9. Troubleshooting Guidance

  • Issue: unshare: mount /proc failed: Permission denied. Solution: You are likely running this inside a Docker container without the --privileged flag. The kernel strictly blocks recursive namespace manipulation by default to prevent breakouts. Run on a dedicated VM or a privileged container.
  • Issue: write error: No space left on device when writing to cgroup.procs. Solution: Ensure you have root privileges and your system is running Cgroups v2 (stat -fc %T /sys/fs/cgroup/ should output cgroup2fs).
  • Issue: Orphaned processes consuming resources. Solution: Use top and kill -9 to terminate rogue processes. Always run cleanup.sh after execution.

10. Stretch Goals

  • Root Filesystem Isolation: Expand unshare to pivot into an entirely new root filesystem using chroot or pivot_root layered with an Alpine Linux tarball.
  • Network Bridging: Use ip link and veth pairs to bridge the isolated container namespace to the host network so it can ping external IP addresses.
  • Security Hardening: Implement a seccomp profile or drop Linux capabilities (using tools like capsh) inside the container to prevent privilege escalation attacks.

11. Reflection

  • What are the architectural trade-offs between utilizing hardware virtualization (VMs) versus kernel namespace isolation (Containers) regarding security vs. performance?
  • Why is it fundamentally dangerous to run processes as root inside a container, even if the container has its own namespace?
  • How did tracking the underlying file descriptors (lsof) change your mental model of the “everything is a file” philosophy?

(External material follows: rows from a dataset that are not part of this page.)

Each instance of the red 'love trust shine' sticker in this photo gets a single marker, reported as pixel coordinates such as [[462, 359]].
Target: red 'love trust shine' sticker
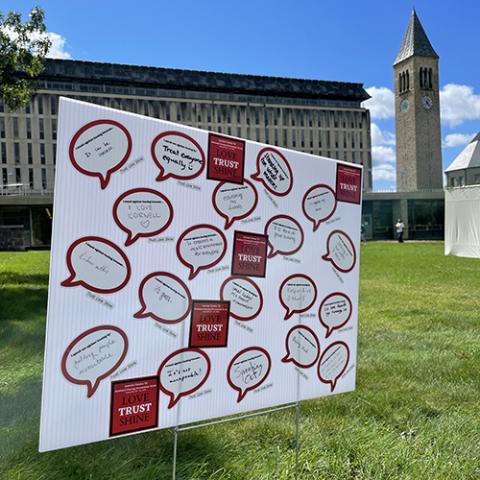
[[226, 158]]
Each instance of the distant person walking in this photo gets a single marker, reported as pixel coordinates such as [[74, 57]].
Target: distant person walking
[[399, 228]]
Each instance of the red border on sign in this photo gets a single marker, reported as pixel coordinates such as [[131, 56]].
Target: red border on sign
[[289, 358], [69, 283], [112, 391], [141, 314], [230, 139], [316, 223], [191, 323], [193, 272], [91, 389], [241, 395], [330, 329], [274, 252], [327, 257], [173, 401], [71, 151], [131, 239], [251, 282], [230, 221], [257, 175], [160, 176], [329, 382], [285, 306]]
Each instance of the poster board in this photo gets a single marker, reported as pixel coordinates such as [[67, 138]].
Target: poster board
[[193, 275]]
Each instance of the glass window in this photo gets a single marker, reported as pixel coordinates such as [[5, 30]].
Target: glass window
[[44, 178], [16, 152], [15, 127]]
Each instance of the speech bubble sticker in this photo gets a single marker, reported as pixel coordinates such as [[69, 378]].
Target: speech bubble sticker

12. Portfolio Presentation Tips

  • GitHub: Create a pristine repository. Feature the Mermaid architecture diagram heavily in the README.md. Detail the flow of system calls when a container is bootstrapped.
  • Personal Portfolio: Present this project as a demonstration of “First Principles Engineering.” Showcase that you don’t just use Docker—you understand exactly how it works natively in the Linux kernel.
  • Technical Blog: Write a deep-dive article titled “Building Docker from Scratch: A Journey into Linux Namespaces and Cgroups”. Break down how unshare operates under the hood.
  • Resume: Include a quantitative bullet: “Architected a lightweight Linux container runtime utilizing Cgroups v2 and Kernel Namespaces, successfully proving complete process and memory isolation for untrusted enterprise payloads.”
  • Interview Discussion: When asked about container security, pivot the conversation to how you built a runtime from scratch. Confidently draw the relationships between the Root Kernel, Cgroups, and PID Namespaces on a whiteboard.